Graph architecture pattern is one of the types of NoSQL databases used when building intelligent programs that require analyzing the relationships between objects or viewing all nodes in a graph. The above architecture is efficient for the efficient storage of graph nodes and optimal communication between them. In this case, data scientists can run the desired queries on the data stored as a graph.

These databases are helpful for any business with data that has complex relationships between them.

Graph databases comprise a sequence of nodes and connections that combine to form a graph. The key-value store data architecture includes two fields, key, and value. On the other hand, in a graph database, three primary data fields are used: nodes, relationships, and relationship characteristics.

When we have many elements with complex relationships, and each has its characteristics, it is appropriate to use a graph database. So that it is possible to execute simple dialogues and it is possible to identify the nearest neighbor or a more specific and complex pattern. Typically, graph nodes represent real-world objects such as names. Nodes can be people, organizations, phone numbers, web pages, computers on a network, and so on. Now let’s explore some of the most widely used graph databases and their features.

Neo4j

The most well-known open-source database management system is Graph, which is well-documented and functional. To use this database, you must be fluent in the Cypher language. Neo4j is based on horizontal scaling, which performs the reading process based on the Master-Slave pattern to increase the speed of reading information. Still, it is relatively slow in responding to requests.

Therefore, we must say that Neo4j is suitable for applications that have few write operations and many reads.
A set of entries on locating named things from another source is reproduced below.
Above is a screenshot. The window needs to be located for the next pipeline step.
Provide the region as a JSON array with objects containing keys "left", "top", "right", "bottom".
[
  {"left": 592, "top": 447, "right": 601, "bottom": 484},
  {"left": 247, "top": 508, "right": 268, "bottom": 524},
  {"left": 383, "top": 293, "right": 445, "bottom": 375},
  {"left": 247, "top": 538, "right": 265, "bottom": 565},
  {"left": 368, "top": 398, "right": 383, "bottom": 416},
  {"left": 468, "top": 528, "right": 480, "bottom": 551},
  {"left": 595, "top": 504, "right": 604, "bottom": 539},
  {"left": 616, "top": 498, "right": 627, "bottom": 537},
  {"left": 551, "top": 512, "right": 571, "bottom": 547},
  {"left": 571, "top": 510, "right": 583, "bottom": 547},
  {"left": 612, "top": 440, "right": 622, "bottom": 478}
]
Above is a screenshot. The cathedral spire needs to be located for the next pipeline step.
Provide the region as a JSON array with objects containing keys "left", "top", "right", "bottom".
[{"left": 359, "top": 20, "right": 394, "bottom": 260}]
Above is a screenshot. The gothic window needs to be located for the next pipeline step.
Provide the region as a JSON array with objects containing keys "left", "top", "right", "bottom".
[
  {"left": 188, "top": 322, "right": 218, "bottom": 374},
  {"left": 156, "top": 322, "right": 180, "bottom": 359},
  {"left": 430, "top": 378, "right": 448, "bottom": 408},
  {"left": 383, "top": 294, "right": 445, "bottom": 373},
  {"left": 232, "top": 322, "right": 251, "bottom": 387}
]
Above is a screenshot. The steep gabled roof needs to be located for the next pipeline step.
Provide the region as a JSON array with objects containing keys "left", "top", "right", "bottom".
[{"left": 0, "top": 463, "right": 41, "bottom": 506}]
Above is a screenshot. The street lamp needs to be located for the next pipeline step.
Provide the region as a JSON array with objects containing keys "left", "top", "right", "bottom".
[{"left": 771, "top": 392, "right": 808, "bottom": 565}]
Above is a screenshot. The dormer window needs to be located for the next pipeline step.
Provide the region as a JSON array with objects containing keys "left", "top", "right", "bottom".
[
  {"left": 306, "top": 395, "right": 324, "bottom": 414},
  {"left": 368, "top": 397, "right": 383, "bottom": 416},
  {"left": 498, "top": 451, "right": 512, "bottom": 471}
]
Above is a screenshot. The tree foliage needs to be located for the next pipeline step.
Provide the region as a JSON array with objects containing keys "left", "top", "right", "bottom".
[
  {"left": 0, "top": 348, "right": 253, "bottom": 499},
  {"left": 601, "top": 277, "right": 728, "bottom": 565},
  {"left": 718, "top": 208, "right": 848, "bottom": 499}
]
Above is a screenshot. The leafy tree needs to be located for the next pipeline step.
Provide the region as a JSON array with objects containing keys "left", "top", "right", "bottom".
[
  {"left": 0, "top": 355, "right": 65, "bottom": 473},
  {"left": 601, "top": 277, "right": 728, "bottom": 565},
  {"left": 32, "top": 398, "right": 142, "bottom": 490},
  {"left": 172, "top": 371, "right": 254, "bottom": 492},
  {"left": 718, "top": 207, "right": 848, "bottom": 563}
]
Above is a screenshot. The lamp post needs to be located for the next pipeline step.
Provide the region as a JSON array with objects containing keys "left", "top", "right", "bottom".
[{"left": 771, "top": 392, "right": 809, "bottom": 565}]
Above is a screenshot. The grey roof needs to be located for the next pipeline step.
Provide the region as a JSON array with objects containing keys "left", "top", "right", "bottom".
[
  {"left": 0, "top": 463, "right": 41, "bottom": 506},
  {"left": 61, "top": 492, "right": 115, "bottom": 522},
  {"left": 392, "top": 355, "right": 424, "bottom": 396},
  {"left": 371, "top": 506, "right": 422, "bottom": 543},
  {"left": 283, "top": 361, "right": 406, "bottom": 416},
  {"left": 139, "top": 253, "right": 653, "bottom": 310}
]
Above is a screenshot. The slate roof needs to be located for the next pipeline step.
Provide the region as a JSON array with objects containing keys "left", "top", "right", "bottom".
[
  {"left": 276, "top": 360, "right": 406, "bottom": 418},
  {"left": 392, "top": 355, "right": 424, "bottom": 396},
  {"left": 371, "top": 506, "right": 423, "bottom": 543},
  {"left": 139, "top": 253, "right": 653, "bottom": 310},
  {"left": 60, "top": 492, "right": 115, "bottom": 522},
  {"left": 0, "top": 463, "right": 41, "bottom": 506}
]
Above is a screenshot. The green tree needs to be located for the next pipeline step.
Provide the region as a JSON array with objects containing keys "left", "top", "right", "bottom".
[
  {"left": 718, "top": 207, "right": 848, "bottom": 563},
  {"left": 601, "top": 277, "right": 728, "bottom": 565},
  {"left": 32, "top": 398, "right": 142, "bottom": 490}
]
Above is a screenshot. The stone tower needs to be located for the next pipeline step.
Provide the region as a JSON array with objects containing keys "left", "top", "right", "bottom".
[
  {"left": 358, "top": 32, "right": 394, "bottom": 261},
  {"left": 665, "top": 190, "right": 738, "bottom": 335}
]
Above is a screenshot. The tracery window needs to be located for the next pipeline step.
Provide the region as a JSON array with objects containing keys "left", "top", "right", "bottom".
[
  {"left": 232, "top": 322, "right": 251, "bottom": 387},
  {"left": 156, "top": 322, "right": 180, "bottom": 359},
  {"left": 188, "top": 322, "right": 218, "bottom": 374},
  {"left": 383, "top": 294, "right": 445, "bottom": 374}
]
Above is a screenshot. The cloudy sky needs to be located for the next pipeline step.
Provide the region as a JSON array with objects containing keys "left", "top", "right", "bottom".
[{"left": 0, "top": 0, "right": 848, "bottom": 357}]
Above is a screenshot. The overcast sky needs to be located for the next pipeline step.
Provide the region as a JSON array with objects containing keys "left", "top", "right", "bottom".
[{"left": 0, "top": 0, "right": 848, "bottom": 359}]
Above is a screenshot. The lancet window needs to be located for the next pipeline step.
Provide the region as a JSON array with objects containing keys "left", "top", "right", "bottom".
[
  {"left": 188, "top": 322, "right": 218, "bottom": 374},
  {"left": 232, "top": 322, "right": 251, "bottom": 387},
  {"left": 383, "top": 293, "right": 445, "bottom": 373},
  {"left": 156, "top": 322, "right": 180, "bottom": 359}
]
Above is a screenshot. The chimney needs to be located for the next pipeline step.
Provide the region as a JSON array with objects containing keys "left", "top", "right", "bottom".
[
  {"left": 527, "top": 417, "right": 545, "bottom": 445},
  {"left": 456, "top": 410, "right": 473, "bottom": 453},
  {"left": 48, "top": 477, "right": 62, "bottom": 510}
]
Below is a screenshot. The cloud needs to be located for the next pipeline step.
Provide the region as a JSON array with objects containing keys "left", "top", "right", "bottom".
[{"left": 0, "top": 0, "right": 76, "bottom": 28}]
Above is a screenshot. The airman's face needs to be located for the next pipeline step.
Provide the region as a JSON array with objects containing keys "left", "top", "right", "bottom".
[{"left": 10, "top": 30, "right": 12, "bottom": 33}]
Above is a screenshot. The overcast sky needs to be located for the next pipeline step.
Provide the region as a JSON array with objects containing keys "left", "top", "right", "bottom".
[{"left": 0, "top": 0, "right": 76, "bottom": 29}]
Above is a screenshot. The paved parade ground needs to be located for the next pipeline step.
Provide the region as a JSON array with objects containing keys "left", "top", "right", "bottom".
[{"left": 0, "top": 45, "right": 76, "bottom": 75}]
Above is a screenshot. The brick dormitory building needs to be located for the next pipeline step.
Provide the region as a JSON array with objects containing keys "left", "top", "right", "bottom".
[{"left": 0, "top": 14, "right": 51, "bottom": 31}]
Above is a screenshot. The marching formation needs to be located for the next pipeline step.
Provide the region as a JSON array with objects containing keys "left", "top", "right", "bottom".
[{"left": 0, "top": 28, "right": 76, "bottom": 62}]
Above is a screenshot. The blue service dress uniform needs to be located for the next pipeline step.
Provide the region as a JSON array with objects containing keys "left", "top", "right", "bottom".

The sharding technique is not used in this database because optimally dividing a large graph between several machines is expensive.

Ease of use, reducing the amount of primary memory usage, suitable for cloud computing, professional backup, flexible schema, the ability to use it with different languages ​​that a data engineer should be familiar with, and support for Laravel, Spring, and Congo frameworks are among its advantages. Is.

OrientDB

OrientDB is one of the most robust databases in the NoSQL ecosystem. It is another popular database in this field supporting document-oriented and Graph architectures. The advantages of the OrientDB index include full support of ACID, full support of SQL language, the possibility of using RESTful without intermediaries, high speed, multi-platform, open source, the ability to manage the graph structure and charts natively, distributivity, the ability to insert into Java applications. etc., pointed out.

  TITAN

TITAN is a distributed and scalable graph database. The Titan is used to sort graph data and query the optimal Graph. This database can process billions of nodes and edges distributed among several machines. The advantages of this database include elastic and linear scaling to manage a large amount of data, distribution, and replication of data to achieve better performance and fault tolerance, ACID support, back-end storage support such as HBase, BerkeleyDB, Cassandra, analysis support, Big data graph, reporting and ETL process, support for Spark, Hadoop and Apache Giraph mentioned.

ArangoDB

This database can store a JSON object as an input within a collection. Hence, there is no need to separate different JSON parts. Because of this, stored data can inherit the XML data tree structure. The key features of the above database include easy installation, the flexibility of data modeling, a robust query language for data retrieval and editing, the ability to use it as a server, the ability to reproduce and distribute data, etc.